大阪大学医学部附属病院 医療情報部

Achievement Detail

診断支援の判断根拠に応用可能な医学知識自動蓄積システムの構築

診断支援の判断根拠に使える医学知識を自動で蓄積するシステム

年度
2022
タイプ
学会発表
キーワード
AI(機械学習), システム, 医学知識, 医療従事者支援, 自然言語処理
Authors
和田 聖哉、岡田 佳築、真鍋 史朗、小西 正三、武田 理宏
学会
第42回医療情報学連合大会
開催地
札幌市

ひとことで言うと

疾患名と、その疾患に起因する症状・合併症を含む文をBERTベースの機械学習モデルで自動認識し、医学知識データベース構築を支援する研究。

Keywords

システム、医療従事者支援、AI(機械学習)、医学知識、自然言語処理

なぜこの研究をしたのか

AIを用いた医療診断支援システムでは、知識獲得に限界があり、医学知識データベースの更新にも大きなコストがかかることが課題であった。また、各システムで使われた知識データベースは自由に二次利用できる形で公開されておらず、診断支援システムが孤発的に開発されている実情があった。そこで、深層学習による自動分類器を用いて、医学知識データベース構築を支援することを目指した。

どう調べたか

日本語BERTモデルを初期値として用い、疾患に関する文書から「疾患名」と「その疾患に起因する症状・所見または合併症を含む一文」を判定する文書分類モデルを構築した。
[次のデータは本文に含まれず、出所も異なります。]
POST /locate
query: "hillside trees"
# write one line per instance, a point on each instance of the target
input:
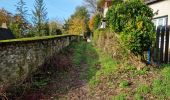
(40, 18)
(78, 23)
(19, 24)
(5, 16)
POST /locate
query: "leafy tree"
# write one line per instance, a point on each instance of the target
(91, 5)
(95, 22)
(22, 10)
(39, 17)
(20, 24)
(133, 21)
(78, 23)
(5, 16)
(55, 26)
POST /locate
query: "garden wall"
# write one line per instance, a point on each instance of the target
(19, 58)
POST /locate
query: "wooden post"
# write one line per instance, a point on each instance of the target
(162, 44)
(167, 44)
(157, 44)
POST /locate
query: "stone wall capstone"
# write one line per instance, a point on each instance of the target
(20, 58)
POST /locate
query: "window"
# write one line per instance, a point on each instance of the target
(160, 21)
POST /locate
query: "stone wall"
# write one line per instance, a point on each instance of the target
(20, 58)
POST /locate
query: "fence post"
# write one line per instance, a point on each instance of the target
(167, 44)
(162, 44)
(157, 45)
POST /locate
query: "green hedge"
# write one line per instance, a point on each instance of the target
(133, 21)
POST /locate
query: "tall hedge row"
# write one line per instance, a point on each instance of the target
(132, 20)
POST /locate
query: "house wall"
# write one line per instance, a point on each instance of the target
(163, 7)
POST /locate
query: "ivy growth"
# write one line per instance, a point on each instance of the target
(133, 21)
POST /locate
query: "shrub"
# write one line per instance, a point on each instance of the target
(133, 21)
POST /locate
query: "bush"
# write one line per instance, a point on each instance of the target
(133, 21)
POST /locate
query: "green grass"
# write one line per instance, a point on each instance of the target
(124, 84)
(98, 64)
(33, 38)
(121, 96)
(108, 66)
(161, 85)
(85, 55)
(143, 89)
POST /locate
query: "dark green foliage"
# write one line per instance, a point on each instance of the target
(40, 17)
(133, 21)
(97, 21)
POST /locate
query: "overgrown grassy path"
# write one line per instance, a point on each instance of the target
(83, 72)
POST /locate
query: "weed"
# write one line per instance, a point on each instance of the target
(138, 96)
(143, 89)
(124, 84)
(121, 96)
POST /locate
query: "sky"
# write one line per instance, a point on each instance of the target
(60, 9)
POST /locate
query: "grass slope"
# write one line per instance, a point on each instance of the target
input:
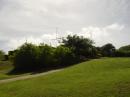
(5, 67)
(107, 77)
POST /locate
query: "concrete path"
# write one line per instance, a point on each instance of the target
(28, 76)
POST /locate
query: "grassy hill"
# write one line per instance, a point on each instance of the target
(5, 67)
(107, 77)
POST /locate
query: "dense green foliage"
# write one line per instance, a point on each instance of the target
(26, 57)
(2, 55)
(125, 48)
(74, 49)
(107, 77)
(108, 50)
(81, 47)
(123, 51)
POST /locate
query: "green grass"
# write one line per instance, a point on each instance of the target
(5, 67)
(107, 77)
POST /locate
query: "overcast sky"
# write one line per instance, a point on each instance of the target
(36, 21)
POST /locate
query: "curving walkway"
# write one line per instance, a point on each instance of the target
(28, 76)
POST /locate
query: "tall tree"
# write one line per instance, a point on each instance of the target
(82, 47)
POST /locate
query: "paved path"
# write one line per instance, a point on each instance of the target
(28, 76)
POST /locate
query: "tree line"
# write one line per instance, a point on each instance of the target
(72, 50)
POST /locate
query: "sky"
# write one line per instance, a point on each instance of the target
(37, 21)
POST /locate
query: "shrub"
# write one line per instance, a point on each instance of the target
(64, 56)
(45, 56)
(2, 55)
(26, 57)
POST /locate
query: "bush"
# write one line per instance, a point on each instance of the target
(45, 56)
(26, 57)
(81, 47)
(63, 56)
(2, 55)
(119, 53)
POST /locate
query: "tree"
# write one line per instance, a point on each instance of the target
(81, 47)
(63, 56)
(45, 56)
(26, 57)
(2, 55)
(125, 48)
(108, 50)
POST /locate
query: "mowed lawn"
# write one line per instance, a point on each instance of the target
(106, 77)
(5, 67)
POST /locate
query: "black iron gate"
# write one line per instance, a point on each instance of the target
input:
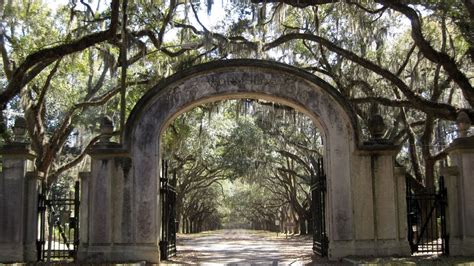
(318, 208)
(58, 225)
(427, 220)
(168, 213)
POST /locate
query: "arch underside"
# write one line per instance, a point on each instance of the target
(270, 82)
(366, 213)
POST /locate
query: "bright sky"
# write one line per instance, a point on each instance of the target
(217, 12)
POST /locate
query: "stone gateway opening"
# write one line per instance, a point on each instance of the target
(120, 214)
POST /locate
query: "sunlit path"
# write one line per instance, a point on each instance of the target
(243, 247)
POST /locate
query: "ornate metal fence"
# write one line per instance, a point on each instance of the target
(318, 208)
(168, 214)
(427, 220)
(58, 226)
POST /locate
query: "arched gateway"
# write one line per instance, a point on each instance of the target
(120, 198)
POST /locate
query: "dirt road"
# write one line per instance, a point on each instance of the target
(244, 247)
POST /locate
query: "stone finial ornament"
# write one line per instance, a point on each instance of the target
(106, 129)
(376, 127)
(464, 123)
(19, 129)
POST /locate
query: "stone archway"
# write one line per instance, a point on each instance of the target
(364, 207)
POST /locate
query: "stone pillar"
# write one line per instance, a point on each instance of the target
(18, 209)
(460, 183)
(107, 211)
(379, 203)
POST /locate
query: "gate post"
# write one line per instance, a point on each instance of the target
(379, 203)
(460, 182)
(107, 229)
(18, 196)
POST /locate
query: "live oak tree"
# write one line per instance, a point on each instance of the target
(411, 61)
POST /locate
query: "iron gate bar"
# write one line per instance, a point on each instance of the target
(318, 206)
(426, 216)
(168, 220)
(61, 240)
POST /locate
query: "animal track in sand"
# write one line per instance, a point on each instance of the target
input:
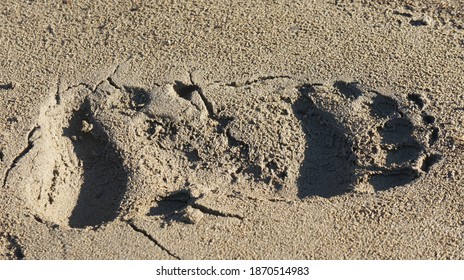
(70, 175)
(116, 150)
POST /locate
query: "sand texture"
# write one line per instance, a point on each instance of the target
(232, 129)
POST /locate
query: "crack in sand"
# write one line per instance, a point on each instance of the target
(257, 80)
(152, 239)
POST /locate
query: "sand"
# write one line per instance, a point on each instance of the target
(231, 130)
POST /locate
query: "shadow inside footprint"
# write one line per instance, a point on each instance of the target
(104, 177)
(328, 167)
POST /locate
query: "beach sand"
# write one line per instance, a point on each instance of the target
(231, 130)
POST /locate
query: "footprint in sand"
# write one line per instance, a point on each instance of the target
(113, 151)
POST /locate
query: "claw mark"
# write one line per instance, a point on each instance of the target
(29, 146)
(260, 79)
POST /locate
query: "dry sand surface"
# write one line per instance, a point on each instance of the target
(231, 129)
データには、Wiki-40Bの日本語データセットから疾患記事を抽出したWiki-diseaseを用い、400文書を学習・検証用、100文書を評価用とした。事前学習では、医学文書によるドメイン適応、文書構造を表すstructural markers、疾患名や対象文を示すentity markersの有無を組み合わせて比較した。評価指標にはF1-scoreを用いた。

何がわかったか

ベースラインモデルのF1値は90.4%であり、医学文書によるドメイン適応を追加してもF1値は90.4%で変化しなかった。一方、structural markersを含めたモデルではF1値が91.5%に上昇し、entity markersの事前学習も加えたモデルでは最も高い91.9%となった。

本研究により、日本語の疾患文書から、疾患名とそれに対応する症状・所見または合併症を含む一文を、ゼロ照応にも配慮して認識できる機械学習モデルを構築可能であることが示された。

なぜ大事なのか

診断支援システムの判断根拠として使える医学知識を、自動的に蓄積する仕組みにつながる可能性がある。医学知識データベース構築の負担を減らし、将来的には誰でも利用可能な形で公開される知識データベースとして、診断支援への応用が期待される。

次に目指すこと

疾患名の特定には標準病名マスターとのテキストマッチングを用いたため、表記ゆれに十分対応できていない点が限界として挙げられている。今後は、深層学習モデルによる固有表現認識を実装する予定である。

また、本研究の検証はWikipedia文書を対象としており、疾患総説や教科書など他の文書種に対応できるかは未検証である。今後は、多様な文書種に対して同様のモデルが適用可能かを検討する。さらに、症状だけでなく検査に関する記述も取得対象へ拡張する予定である。